Abbey, bear with me, I've got a bit of a sharp edge today, but am not trying to escalate your frustration with the situation...here's Dave's top 10 ways to get back at them list to make you laugh.

1) Egg her house, hey..worked in junior high..
2-a) Put a women seeking men ad in craigslist with her number, name, and pic (through an anon computer of course)
2-b) Sign her up for prayers.

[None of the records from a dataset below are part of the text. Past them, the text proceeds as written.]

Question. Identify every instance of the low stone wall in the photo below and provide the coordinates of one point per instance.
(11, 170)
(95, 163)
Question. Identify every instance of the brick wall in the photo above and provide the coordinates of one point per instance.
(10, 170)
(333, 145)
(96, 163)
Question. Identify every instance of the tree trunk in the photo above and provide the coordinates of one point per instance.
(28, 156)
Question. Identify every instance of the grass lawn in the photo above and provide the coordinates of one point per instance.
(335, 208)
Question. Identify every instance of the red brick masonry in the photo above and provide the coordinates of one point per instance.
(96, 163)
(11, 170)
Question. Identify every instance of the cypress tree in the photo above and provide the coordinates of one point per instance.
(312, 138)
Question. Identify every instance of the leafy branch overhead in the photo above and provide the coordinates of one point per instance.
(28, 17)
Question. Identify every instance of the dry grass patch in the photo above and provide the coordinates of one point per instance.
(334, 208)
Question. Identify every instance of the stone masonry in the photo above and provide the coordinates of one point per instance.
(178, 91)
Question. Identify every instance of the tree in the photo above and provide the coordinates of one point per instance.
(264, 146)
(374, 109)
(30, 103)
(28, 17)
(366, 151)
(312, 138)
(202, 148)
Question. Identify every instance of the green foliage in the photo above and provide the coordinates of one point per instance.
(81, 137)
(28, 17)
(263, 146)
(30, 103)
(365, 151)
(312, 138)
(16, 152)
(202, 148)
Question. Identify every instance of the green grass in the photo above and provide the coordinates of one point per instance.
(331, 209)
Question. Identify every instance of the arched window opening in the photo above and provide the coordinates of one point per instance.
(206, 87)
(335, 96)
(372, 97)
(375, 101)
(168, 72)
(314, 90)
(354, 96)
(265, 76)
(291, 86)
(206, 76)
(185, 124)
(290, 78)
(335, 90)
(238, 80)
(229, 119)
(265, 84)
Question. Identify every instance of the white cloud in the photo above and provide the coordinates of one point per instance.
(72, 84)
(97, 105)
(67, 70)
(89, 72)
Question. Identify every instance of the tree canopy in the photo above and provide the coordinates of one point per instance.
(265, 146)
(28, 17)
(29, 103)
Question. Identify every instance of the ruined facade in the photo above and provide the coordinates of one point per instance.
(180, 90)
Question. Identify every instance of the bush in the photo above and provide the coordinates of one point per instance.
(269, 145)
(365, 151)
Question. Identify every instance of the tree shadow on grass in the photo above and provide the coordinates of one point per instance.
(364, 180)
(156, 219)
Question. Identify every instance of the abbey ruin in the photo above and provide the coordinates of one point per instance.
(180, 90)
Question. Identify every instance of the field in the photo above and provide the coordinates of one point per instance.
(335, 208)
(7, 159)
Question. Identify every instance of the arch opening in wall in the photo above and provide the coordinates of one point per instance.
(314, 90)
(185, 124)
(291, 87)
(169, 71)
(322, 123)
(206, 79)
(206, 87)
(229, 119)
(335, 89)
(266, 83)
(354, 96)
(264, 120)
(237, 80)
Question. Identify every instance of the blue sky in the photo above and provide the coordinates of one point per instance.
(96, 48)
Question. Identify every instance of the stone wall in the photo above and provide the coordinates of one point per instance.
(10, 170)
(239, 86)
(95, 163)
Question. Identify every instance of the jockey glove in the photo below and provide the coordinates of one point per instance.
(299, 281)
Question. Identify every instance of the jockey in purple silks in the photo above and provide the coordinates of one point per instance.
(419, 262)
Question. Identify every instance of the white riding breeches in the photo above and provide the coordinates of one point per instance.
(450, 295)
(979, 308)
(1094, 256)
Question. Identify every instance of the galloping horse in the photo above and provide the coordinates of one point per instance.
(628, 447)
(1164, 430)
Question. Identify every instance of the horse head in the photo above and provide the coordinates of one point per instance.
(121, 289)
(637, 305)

I am sure there are groups happy to send her mail/call re the dangers of being a Jezebel
2-c) Sign her up to get loads of wedding and baby junk mail...that should freak H out.
3) Tell her mother that she's sneaking around with a married man (worked on the playground)
4) Tell your H that at your annual exam you tested positive for herpes
5) Hire a private investigator to prove the affair, in case you need it in a few months.
6) Get a prepaid cell phone and leave the charger out in the kitchen accidentally.
7) Order "CHEATRRRR" vanity plates for his car
8) Tape something on TLC or Bravo or Food TV over your wedding
video
9) Every time he leaves and you think it's for her, throw away 1 single sock.
10) Next time he heads over, trick him into taking some laxatives 1st....3 hours, right?

And the #1 way...
Sew the fly shut on all his underwear..when he mentions it, say "oh, I just thought that might help you KEEP IT IN YOUR PANTS"


Faith is, at one and the same time, absolutely necessary and altogether impossible.